Chers Laure Ats
Chers lauréats, chères lauréates,
Je vais, sans complaisance, me livrer au difficile exercice du discours de bienvenue, de la scène d’exposition de cette longue pièce que sera votre carrière. Je dirai mon morceau obligé, ma tirade, celle des conseils, du « sermon » disent les jeunes… un peu impatients et excédés.

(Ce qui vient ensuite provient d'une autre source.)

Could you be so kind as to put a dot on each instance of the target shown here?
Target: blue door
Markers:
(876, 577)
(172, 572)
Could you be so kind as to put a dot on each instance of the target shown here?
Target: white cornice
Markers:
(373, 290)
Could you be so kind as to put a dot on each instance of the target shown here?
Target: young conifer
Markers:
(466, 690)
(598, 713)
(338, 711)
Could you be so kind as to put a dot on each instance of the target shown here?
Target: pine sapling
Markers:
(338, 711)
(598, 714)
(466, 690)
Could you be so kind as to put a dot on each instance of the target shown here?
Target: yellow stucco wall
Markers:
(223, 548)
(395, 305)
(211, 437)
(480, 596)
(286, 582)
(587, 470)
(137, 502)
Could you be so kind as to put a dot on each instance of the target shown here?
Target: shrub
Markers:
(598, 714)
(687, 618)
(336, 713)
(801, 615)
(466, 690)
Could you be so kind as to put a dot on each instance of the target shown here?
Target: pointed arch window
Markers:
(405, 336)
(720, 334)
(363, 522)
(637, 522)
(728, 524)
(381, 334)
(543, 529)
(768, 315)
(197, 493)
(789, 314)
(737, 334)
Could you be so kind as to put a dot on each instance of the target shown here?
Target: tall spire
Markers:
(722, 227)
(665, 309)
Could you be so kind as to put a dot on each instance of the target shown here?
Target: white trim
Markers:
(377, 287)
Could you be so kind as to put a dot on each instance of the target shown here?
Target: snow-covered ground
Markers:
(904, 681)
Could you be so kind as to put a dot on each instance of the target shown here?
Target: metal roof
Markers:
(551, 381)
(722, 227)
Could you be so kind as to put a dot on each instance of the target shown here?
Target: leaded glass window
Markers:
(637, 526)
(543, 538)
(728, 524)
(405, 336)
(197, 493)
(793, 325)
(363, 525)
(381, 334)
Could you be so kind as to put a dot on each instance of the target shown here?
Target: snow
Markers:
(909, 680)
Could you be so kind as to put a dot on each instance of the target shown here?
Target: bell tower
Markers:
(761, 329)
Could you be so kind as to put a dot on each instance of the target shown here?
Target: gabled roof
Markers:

Vous avez une chance immense, vous le savez. Pourquoi ? Parce que vous serez regardés, admirés, adulés parfois, et que tous les yeux seront rivés sur vous. Parce que vous pourrez, dans votre unique existence, vivre plusieurs vies, aimer plusieurs fois, mourir cent fois et toujours renaître… Parce que vous vibrerez d’émotions plus intenses, plus fortes, plus extrêmes que le public qui vous observe… Parce que vous pourrez mettre vos pas dans les traces de monstres sacrés qui vous ont précédés : la Champmeslé, Mlle Mars, Talma ou Frédérick Lemaître, Sarah Bernhardt, Louis Jouvet… Dure concurrence, me direz-vous ; soit, mais le défi vaut la peine d’être relevé.
Acteur, comédien, interprète, illusionniste, magicien mais aussi histrion ? Cabot ? Quoi que vous ayez choisi d’être, vous aurez le pouvoir extraordinaire de faire croire à l’incroyable, de créer le vrai avec le faux, de faire pleurer ou de faire rire, à votre guise… Vous sentirez votre puissance, à vous sans qui un auteur dramatique resterait dans le néant, vous qui faites exister la pièce. Vous vous prendrez parfois pour le créateur, pour Dieu…
Mais, au risque de vous décevoir, je vous dirai que vous n’êtes pas Dieu… vous n’êtes même pas le maître, vous êtes le valet, le serviteur…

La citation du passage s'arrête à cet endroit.